One last thing (and let me be clear that this is not a cry for help): I found this tonight while bouncing around and it made me laugh. Thought I'd share.

That is all. It's almost 5am. No fucking witty ending in sight.

Monday, August 23, 2010

Okay, I did it.


(I didn't really mean to make it a thing of such suspense---and I find it irritating that I did---but I just wasn't near the computer for very long over these last few days.)

I just got all eh, what the fuck about it and armed with my computer printout of Bitchy MTV Girl, I headed for the salon and Lynn chopped the mane:









The cyclops. I did a mock photo shoot with my sister Bec afterwards and though we were laughing the entire time, I couldn't find a picture where I didn't come off looking like a douche (which is sort of what posting incessantly about my hair makes me so...).

Close?

Whatever similarity was achieved that first day was washed down the drain with my shower the next.

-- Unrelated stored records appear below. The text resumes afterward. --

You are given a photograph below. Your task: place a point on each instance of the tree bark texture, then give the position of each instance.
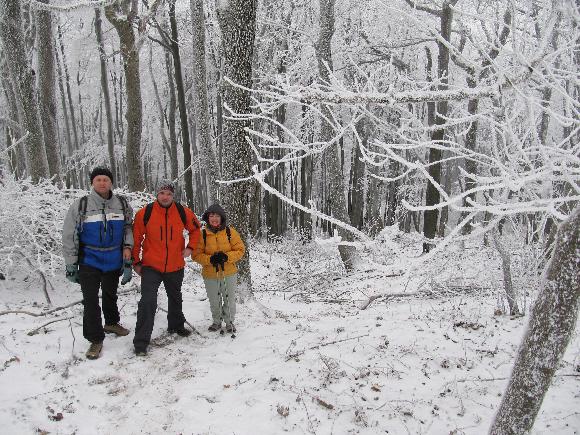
(336, 188)
(188, 176)
(46, 82)
(24, 89)
(106, 96)
(134, 114)
(171, 118)
(432, 196)
(507, 274)
(551, 324)
(66, 76)
(238, 26)
(201, 100)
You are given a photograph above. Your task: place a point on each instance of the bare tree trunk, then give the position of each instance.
(161, 115)
(182, 107)
(106, 96)
(46, 81)
(68, 90)
(306, 185)
(238, 25)
(16, 156)
(336, 188)
(171, 118)
(12, 37)
(432, 196)
(507, 274)
(356, 193)
(201, 100)
(63, 105)
(134, 113)
(552, 322)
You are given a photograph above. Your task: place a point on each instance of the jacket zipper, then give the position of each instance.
(166, 241)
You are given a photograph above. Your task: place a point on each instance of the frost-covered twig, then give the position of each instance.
(296, 354)
(36, 330)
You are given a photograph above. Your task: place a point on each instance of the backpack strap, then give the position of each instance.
(178, 205)
(148, 210)
(83, 208)
(181, 211)
(228, 233)
(124, 205)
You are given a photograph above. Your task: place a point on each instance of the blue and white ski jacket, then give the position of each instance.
(97, 239)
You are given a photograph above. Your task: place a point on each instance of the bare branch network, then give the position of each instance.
(516, 173)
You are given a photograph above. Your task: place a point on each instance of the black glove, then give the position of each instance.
(223, 257)
(214, 260)
(72, 272)
(218, 260)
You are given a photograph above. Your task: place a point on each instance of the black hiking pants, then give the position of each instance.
(151, 279)
(91, 279)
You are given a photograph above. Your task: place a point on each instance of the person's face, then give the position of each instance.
(165, 197)
(102, 185)
(215, 220)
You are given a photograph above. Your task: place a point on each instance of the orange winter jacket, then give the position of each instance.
(215, 242)
(162, 239)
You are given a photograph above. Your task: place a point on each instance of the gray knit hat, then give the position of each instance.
(165, 184)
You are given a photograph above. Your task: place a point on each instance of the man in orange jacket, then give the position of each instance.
(158, 255)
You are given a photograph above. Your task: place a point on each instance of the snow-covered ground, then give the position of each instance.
(306, 359)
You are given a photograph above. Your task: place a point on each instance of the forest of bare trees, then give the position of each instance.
(450, 119)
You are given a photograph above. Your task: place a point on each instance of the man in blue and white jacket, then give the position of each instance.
(97, 239)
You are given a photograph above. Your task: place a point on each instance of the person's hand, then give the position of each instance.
(214, 260)
(127, 272)
(223, 257)
(72, 273)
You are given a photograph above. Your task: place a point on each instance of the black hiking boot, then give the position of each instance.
(141, 351)
(214, 327)
(94, 350)
(182, 332)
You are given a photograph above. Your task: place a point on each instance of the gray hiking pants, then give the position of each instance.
(221, 293)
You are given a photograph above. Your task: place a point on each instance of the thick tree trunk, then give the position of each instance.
(12, 37)
(106, 96)
(238, 25)
(552, 323)
(507, 274)
(46, 82)
(171, 118)
(134, 113)
(201, 100)
(68, 90)
(432, 196)
(16, 156)
(336, 188)
(188, 176)
(69, 143)
(356, 192)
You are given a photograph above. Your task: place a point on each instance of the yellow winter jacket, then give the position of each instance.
(215, 242)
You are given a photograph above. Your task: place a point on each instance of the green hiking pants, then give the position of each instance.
(221, 293)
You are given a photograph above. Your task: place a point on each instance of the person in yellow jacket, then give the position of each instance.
(218, 251)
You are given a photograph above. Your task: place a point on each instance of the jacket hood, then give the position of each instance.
(215, 208)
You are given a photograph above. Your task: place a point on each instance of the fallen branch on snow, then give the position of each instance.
(370, 300)
(294, 355)
(35, 331)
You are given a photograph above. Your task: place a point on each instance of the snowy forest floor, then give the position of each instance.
(433, 363)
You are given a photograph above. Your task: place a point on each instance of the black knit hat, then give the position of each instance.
(99, 170)
(214, 208)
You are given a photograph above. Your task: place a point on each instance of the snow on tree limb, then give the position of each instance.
(69, 6)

Unable to recreate the look, my eh, what the fuck thinking had turned to oh, what the fuck was I thinking?! Three days later, I'm still in haircut limbo and feel like I may look a little like Lord Farquaad. I know I love having less hair. And I love the little Donald Duck butt of a ponytail I have after showering. But I'm still working out how to do it myself which, unless Dan is going to give me a blow-out every morning, is pretty important. (I don't know if the fact that I passed up an easy blowjob joke for one about a cartoon ass means I'm growing or regressing.) The bottom line is that it's going to require---and I hate, hate, hate saying this---practice. If I want it to look like it did when Lynn did it, I'm going to have to arm and familiarize myself with her weaponry. The straightening iron will be my go-to gat. I'll have to invest in a good one because for the past couple of days I've been using one from the 80's (really) I found in a cabinet at my parents' house (thankfully I grabbed the straightener and not the crimper) and every time I've used it on the hair closest my face, my eyes burn like they're being exposed to some sort of chemical. This can't be good. Also, I'm supposed to be using a product called "defining whip" which, I learned the hard way, should be applied with some restraint if I don't want to look like I've been washing my hair in a McDonald's frialator.

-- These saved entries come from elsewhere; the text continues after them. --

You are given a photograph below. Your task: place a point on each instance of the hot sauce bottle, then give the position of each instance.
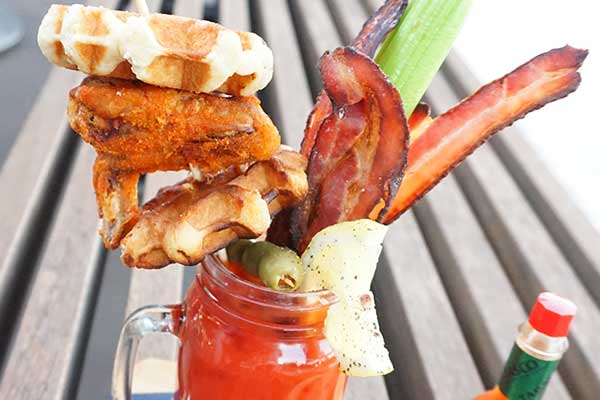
(540, 345)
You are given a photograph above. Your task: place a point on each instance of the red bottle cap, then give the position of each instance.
(552, 314)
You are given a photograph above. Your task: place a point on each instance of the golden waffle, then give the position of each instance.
(159, 49)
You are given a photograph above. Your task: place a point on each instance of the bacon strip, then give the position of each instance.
(378, 26)
(367, 41)
(452, 136)
(359, 148)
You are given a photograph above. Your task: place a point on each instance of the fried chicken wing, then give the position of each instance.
(143, 128)
(117, 200)
(191, 219)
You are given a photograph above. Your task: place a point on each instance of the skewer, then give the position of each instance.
(142, 7)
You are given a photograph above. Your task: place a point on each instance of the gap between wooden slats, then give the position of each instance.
(485, 303)
(530, 257)
(316, 34)
(287, 99)
(431, 357)
(568, 226)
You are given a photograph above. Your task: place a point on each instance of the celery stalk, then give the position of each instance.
(416, 48)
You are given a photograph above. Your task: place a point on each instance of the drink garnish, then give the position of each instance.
(342, 258)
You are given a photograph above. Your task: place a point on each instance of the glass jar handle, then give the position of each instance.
(143, 321)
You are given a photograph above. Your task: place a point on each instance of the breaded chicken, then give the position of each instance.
(143, 128)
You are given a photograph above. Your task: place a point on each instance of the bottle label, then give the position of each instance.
(525, 377)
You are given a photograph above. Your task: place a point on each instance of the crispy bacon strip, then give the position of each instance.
(452, 136)
(359, 149)
(378, 26)
(419, 120)
(368, 40)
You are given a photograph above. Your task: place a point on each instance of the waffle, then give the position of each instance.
(162, 50)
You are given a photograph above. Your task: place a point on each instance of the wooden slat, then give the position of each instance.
(48, 341)
(430, 354)
(30, 174)
(235, 14)
(288, 96)
(487, 306)
(317, 34)
(566, 223)
(531, 259)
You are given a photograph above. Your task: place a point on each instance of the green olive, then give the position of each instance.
(253, 254)
(236, 249)
(281, 269)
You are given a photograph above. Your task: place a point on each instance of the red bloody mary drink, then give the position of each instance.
(243, 341)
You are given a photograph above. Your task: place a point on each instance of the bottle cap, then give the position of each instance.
(552, 314)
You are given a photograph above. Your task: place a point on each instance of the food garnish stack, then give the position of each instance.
(168, 93)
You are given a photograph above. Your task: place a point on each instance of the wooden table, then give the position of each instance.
(458, 274)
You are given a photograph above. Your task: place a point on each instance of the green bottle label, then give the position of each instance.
(525, 377)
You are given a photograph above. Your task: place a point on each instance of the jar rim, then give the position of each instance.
(295, 300)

But I did it. I manned up. And even if I look a little like Toad from Super Mario Brothers,



I'm glad my sack is in tact.

If not my pride.



Still douchy.

Friday, August 20, 2010

I got a haircut today but I don't have the time to upload the pictures so whether or not I manned up will have to remain a mystery.




And that's all I can say right now because I need, need, need to go to sleep.

P.S. When I googled "really bad female haircuts" to find a image for this entry, the previously featured bitchy MTV girl picture came up...huh.